Homing may provide an important clinical application of MSCs in the future as a cellular vehicle for anticancer therapeutics in tumors [89]. Maestroni et al. [100] reported that BMMSCs induced significant reductions in size and metastasis of lung cancer cells or melanoma cells in mice. Because tumors release a range of cytokines and preferentially recruit MSCs, stem cells may be used to deliver antitumor drugs in a preclinical setting. Studeny et al. [101, 102] demonstrated that BMMSCs transfected with IL-1β migrated to tumors and exerted an anticancer effect by secreting IL-1β. Khakoo and his team [103] reported that a single injection of human BMMSCs into the tail vein of immunocompromised mice bearing Kaposi’s sarcoma suppressed tumor growth by more than 50%, and two injections suppressed the growth even further. Hakkarainen et al. [104] loaded MSCs derived from bone marrow and adipose tissue with oncolytic adenovirus and injected the stem cells into the tail vein of mice bearing lung and breast cancer cells. The authors found that the stem cells did not home to tumors but increased the therapeutic efficacy in lung and breast cancer cells compared to the control group injected with the virus alone. In 2007, Kucerova et al. [105] subdermally and systemically injected AdMSCs overexpressing a cancer cell cytotoxic prodrug, cytosine deaminase (CD), into mice bearing HT-29 colon cancer. Direct migration of CD-AdMSCs to the colon cancer cells was observed in vitro, and a significant inhibition of tumor growth was observed by subcutaneously or intravenously administered CD-AdMSCs in immunocompromised mice treated with 5-fluorocytosine. Qiao et al. [106] reported that human MSCs significantly inhibited the proliferation, colony-forming ability, and oncogene expression growth in malignant liver cancer cell lines, H7402 and Hep2, both in vitro and in vivo through Wnt signaling pathway. There were no cases of recurrence during the 100-day observation period that followed. In 2009, Cousin et al. [107] demonstrated that human AdMSCs strongly inhibit the proliferation of pancreatic ductal adenocarcinoma both in vitro and in vivo through altering cell cycle progression, thereby inducing tumor cell death. Canine adipose-derived stem cells loaded with interferon-β in combination with an anticancer drug, cisplatin, was shown to inhibit the growth of melanoma cells in mice [108].

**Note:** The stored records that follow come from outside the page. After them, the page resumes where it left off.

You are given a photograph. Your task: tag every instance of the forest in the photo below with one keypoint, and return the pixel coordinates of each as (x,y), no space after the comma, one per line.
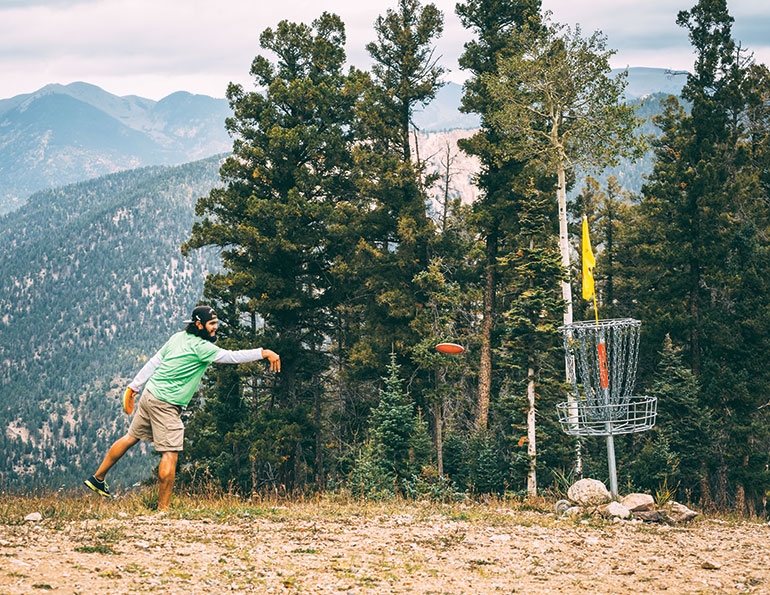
(337,246)
(345,254)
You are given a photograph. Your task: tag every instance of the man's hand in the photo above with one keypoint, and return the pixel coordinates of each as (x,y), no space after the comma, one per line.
(129,399)
(273,358)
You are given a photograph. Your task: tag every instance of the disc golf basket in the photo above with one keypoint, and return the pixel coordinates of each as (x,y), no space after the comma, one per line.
(605,354)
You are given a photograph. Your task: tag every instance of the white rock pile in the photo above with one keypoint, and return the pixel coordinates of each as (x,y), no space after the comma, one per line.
(591,497)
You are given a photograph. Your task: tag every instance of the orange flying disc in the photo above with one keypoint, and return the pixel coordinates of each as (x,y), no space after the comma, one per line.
(129,398)
(452,348)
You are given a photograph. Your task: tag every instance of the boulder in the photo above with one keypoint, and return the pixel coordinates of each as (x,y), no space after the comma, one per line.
(614,509)
(679,513)
(589,492)
(638,502)
(651,516)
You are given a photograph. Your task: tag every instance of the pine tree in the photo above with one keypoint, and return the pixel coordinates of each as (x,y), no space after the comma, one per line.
(695,260)
(287,194)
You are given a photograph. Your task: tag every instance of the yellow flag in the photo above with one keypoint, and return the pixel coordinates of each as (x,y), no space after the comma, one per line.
(589,262)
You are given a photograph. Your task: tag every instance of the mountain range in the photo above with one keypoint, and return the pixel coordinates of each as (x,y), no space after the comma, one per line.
(98,194)
(63,134)
(93,282)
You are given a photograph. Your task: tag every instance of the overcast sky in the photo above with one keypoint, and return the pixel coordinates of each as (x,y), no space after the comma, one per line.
(152,48)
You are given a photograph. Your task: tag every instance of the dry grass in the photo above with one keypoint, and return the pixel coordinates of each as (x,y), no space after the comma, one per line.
(213,542)
(217,505)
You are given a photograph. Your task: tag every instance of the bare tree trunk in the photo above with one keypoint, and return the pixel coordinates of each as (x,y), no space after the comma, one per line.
(485,365)
(566,292)
(439,438)
(531,443)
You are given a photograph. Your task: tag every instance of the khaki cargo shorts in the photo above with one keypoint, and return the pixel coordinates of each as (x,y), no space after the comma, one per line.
(158,422)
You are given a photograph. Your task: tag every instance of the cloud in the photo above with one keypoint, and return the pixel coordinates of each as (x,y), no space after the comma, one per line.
(155,47)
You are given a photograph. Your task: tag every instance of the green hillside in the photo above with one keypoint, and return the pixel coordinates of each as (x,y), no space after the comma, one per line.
(92,283)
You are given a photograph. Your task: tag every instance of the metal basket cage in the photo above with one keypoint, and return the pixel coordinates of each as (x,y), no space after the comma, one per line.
(605,354)
(636,414)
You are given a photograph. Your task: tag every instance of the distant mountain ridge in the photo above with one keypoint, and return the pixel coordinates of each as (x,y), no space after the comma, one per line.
(63,134)
(93,283)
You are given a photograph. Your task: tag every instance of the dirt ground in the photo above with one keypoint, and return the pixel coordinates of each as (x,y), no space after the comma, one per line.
(413,550)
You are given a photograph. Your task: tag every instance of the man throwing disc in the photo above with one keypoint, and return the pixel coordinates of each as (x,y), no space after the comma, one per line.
(170,379)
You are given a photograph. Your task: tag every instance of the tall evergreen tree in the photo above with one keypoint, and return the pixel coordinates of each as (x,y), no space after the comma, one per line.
(394,228)
(698,250)
(284,195)
(493,22)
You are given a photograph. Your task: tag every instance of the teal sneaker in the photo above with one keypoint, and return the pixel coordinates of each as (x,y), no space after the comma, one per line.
(100,487)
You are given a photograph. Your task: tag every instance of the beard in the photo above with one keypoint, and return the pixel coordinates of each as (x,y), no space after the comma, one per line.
(201,332)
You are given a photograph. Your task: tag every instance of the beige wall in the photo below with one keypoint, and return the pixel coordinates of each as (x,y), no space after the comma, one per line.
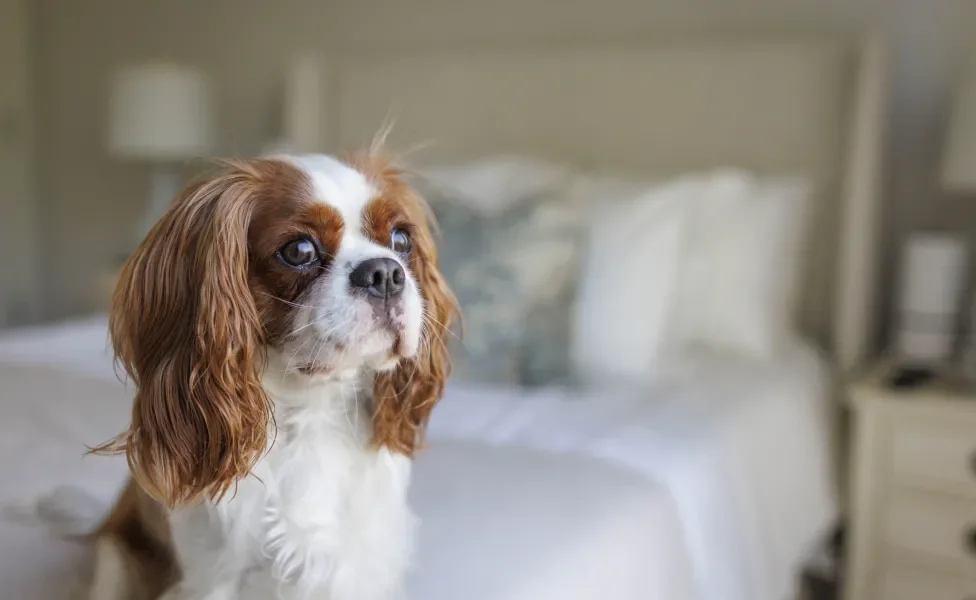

Although there may be a plateau between the number of delivered cells and improvement of clinical outcome [54], a higher number of infused MSCs are expected to give rise to a higher number of engrafted MSCs and better functional outcomes [109, 110]. Below, several factors that affect the homing potential of MSCs will be discussed, including the quality of MSCs per se, the ability of MSCs to respond to migratory stimuli, the physiological barrier blocking MSC migration, and the inflammatory microenvironment of the body. A variety of strategies are suggested to enhance the homing of MSCs given their known homing characteristics.

5.1. Cultivating MSCs with Enhanced Migratory Ability by Optimizing Cell Culture Conditions

Highly active MSCs or progenitors are naturally attracted to signals that come from sites of injury [25]. Thus, the culture process of MSCs should maintain the characteristics of the donor/recipient’s MSCs, that is, their homology. It has been demonstrated that cell culture conditions including the passage number, confluency of the passaged cells, and oxygen concentration have a significant impact on the expression of cell surface receptors of MSCs responding to migratory signals. The passage number of MSCs affects homing as MSCs have been shown to gain or lose certain surface receptors during culture. Freshly isolated MSCs display enhanced homing ability compared to their culture-expanded counterparts [111]. Homing receptors CXCR4, a chemotactic receptor for SDF-1α that is upregulated in the bone marrow and in ischemic tissues, is usually absent on the surface of culture-expanded MSCs [8, 112–114]. However, treatment of MSCs with a cocktail of cytokines in culture has been shown to induce high surface expression of CXCR4 [115].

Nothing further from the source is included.